A company is evaluating Kansas City and Atlanta as alternative locations for a new plant to manufacture PC’s for small businesses. The following information has been collected. They want to use this information to compare the two locations. Different SME’s (subject matter experts) scored each of the non-economic factors. So, unfortunately, the scores for the non-economic factors are scaled differently. The scales are indicated on the table. On each scale, the highest score is always the best value. For example, for the scale 0-4, the best value is 4. For each of the Non-economic factors, it is possible to score the maximum.
|
Critical Success Factor |
Factor Weight |
Scale |
Kansas City |
Atlanta |
|
Cost per computer |
0.50 |
$3,900 |
$4,300 |
|
|
Non-economic factors |
||||
|
Cost of living |
0.10 |
0-2 |
1.2 |
1.4 |
|
Labor availability |
0.10 |
0-3 |
2.1 |
2.1 |
|
Union activities |
0.15 |
0-4 |
1.6 |
2.4 |
|
Proximity to similar industries |
0.10 |
0-2 |
1.4 |
1.0 |
|
Local transportation systems |
0.05 |
0-2 |
1.4 |
1.8 |
a) Using the factor scoring (rating) method as we learned in class, which site should be selected?
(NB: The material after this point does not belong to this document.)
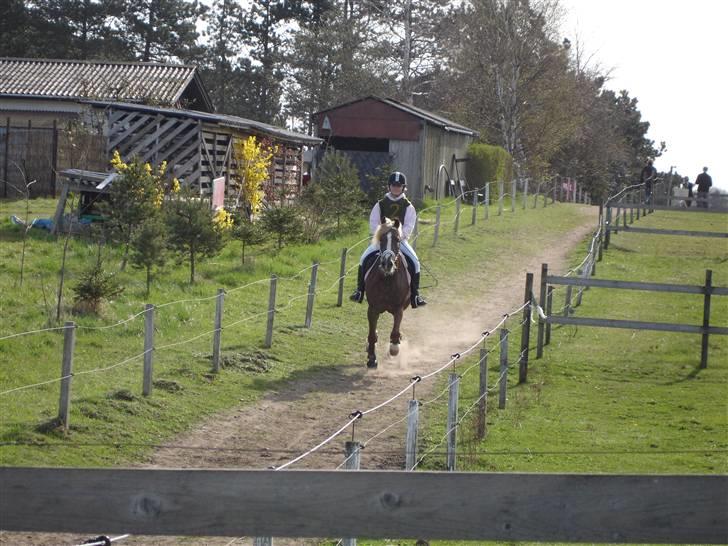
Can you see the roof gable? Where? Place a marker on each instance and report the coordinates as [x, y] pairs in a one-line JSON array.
[[419, 113], [150, 83]]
b) Suppose that the company wants to consider Omaha as a third site. Although the cost per computer for Omaha has not been determined yet, the company does know it will be at least $3,900. The scores for the qualitative factors have been determined and are the following:
|
Critical Success Factor |
Omaha |
|
Cost per computer |
??? |
|
Cost of living |
1.4 |
|
Non-economic factors |
|
|
Labor availability |
1.5 |
|
Union activities |
2.2 |
|
Proximity to similar industries |
1.0 |
|
Local transportation systems |
1.2 |
Given the information provided in the problem and the additional information provided in this part of the problem, what is the Cost per computer for Omaha that makes it factor rating value the same Kansas City’s value?
The following problem is solved by following method.
The factor rating method states that the factor rating which has the highest total score is the best alternative
so the site with highest total score must be selected as our site.
The Factor weight is weighted by the expert as their own measure.
The factor with most importance is weighted highest
The summation of Factor weight should be 1
Part 1
1. calculate the X score which is a product of factor weight (FW) and Kansas city scale (Kscale) of kansas city.
2.Similarly Calculate the X score which is a product of factor weight (FW) and Atlanta(Ascale) of Atlanta.
3. calculate the total score of each city by summation of Xscore as shown below
| Critical Success Factor |
Factor Weight (FW) |
KansasCity (Kscale) |
X score (FW*kscale) |
Atlanta (Ascale) |
Xscore (FW*Ascale) |
| Cost per computer | 0.5 | $3,900 | 0.5x3900=1950 | $4,300 | 0.5x4300=2150 |
| Non-economic factors | |||||
| Cost of living | 0.1 | 1.2 | 0.1x1.2=0.12 | 1.4 | 0.1x1.4=0.14 |
| Labor availability | 0.1 | 2.1 | 0.1x2.1=0.21 | 2.1 | 0.1x2.1=0.21 |
| Union activities | 0.15 | 1.6 | 0.15x1.6=0.24 | 2.4 | 0.15x2.4=0.36 |
| Proximity to similar industries | 0.1 | 1.4 | 0.1x1.4=0.14 | 1 | 0.1x1=0.1 |
| Local transportation systems | 0.05 | 1.4 | 0.05x1.4=0.07 | 1.8 | .05x1.8=0.09 |
| Total Score | 1950.78 | 2150.9 |
Here we can see that Atlanta has the highest total score so we will select Atlanta as our site
Part 2
| Critical Success Factor | Factor Weight(FW) | Ohmaha (Oscale) | xscore (FWxOscale) |
| Cost per computer | 0.5 | 3900 | 0.5x3900=1950 |
| Non-economic factors | |||
| Cost of living | 0.1 | 1.4 | 0.1x1.4=0.14 |
| Labor availability | 0.1 | 1.5 | 0.1x1.5=0.15 |
| Union activities | 0.15 | 2.2 | 0.15x2.2=0.33 |
| Proximity to similar industries | 0.1 | 1 | 0.1x1=0.1 |
| Local transportation systems | 0.05 | 1.2 | 0.05x1.2=0.06 |
Total score=1950.78
Here the Summation of scale of Omaha is equal to that of kansas city
Above is the calculation of the Factor rating method of Omaha.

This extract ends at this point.